DEQ provided the court with a final fact sheet explaining that it had reviewed each crossing in MVP’s application and that MVP had met its burden of providing alternatives and explaining why its chosen route was the “least environmentally damaging practicable alternative.” The primary objection presented by petitioners regarding MVP’s Virginia Water Protection permit was that the project had “failed to evaluate whether alternative crossing locations would be environmentally preferable and practicable.”

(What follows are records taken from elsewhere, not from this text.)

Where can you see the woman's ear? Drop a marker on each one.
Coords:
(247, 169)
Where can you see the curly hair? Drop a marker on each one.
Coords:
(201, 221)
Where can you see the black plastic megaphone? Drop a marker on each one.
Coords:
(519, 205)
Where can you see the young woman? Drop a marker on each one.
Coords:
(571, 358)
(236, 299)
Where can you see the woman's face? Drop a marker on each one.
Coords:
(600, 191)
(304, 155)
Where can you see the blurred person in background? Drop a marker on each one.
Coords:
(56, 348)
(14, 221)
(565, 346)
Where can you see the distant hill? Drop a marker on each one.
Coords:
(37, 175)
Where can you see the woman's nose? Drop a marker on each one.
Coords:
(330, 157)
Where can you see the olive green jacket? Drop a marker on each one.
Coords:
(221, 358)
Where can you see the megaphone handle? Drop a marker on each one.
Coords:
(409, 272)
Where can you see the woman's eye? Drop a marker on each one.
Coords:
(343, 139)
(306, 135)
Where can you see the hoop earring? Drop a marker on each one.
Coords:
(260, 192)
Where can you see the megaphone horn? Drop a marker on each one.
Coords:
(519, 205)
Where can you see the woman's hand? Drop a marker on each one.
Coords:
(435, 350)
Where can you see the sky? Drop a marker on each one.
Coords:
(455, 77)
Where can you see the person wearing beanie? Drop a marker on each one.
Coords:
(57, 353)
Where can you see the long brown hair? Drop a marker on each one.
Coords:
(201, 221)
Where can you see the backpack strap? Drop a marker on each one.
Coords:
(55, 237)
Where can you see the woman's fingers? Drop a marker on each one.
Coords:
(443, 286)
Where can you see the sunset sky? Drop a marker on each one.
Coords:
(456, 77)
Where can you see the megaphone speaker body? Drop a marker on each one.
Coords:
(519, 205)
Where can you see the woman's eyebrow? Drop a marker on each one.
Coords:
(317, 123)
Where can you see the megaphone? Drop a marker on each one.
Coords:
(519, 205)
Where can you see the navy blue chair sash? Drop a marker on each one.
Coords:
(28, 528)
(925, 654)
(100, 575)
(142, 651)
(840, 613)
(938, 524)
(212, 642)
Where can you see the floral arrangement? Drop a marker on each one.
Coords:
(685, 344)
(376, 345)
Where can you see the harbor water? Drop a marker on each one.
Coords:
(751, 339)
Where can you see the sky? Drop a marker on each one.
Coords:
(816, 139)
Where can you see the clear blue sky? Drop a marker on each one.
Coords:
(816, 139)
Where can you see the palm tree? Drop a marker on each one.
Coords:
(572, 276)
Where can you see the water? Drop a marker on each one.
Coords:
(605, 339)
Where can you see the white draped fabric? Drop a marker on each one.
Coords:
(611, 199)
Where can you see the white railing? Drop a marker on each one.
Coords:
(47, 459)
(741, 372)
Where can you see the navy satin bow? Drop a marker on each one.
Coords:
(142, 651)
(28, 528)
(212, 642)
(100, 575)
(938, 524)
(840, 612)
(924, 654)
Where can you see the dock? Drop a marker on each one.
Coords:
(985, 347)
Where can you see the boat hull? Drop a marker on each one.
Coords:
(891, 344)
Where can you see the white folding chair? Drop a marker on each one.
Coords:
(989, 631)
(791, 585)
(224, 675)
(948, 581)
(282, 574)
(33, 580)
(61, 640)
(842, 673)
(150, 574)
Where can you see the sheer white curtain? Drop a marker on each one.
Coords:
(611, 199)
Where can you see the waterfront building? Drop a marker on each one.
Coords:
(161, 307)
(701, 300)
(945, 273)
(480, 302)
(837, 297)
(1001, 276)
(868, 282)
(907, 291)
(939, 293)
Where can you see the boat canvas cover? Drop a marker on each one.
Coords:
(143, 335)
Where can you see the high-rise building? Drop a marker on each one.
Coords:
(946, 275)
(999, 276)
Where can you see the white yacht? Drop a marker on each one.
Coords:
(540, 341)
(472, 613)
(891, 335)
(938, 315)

Chief Judge Roger Gregory noted that “assertions to the contrary, there is evidence in the record which indicates the agencies did not simply ‘rubber stamp’ MVP’s proposed crossing methods,” as had been asserted. “Rather, the agencies asked a number of clarifying questions to ensure they were satisfied that the project minimizes the impact on the environment.”
MVP earlier this month received US Fish and Wildlife Service approval of the project (OGJ Online, Mar. 7, 2023). Equitrans is targeting a second-quarter 2023 resumption of construction and to have the project finished by the end of the year. There is, however, a challenge to West Virginia’s CWA permitting still pending before the Fourth Circuit.
The pipeline would carry Appalachian natural gas to mid-Atlantic markets.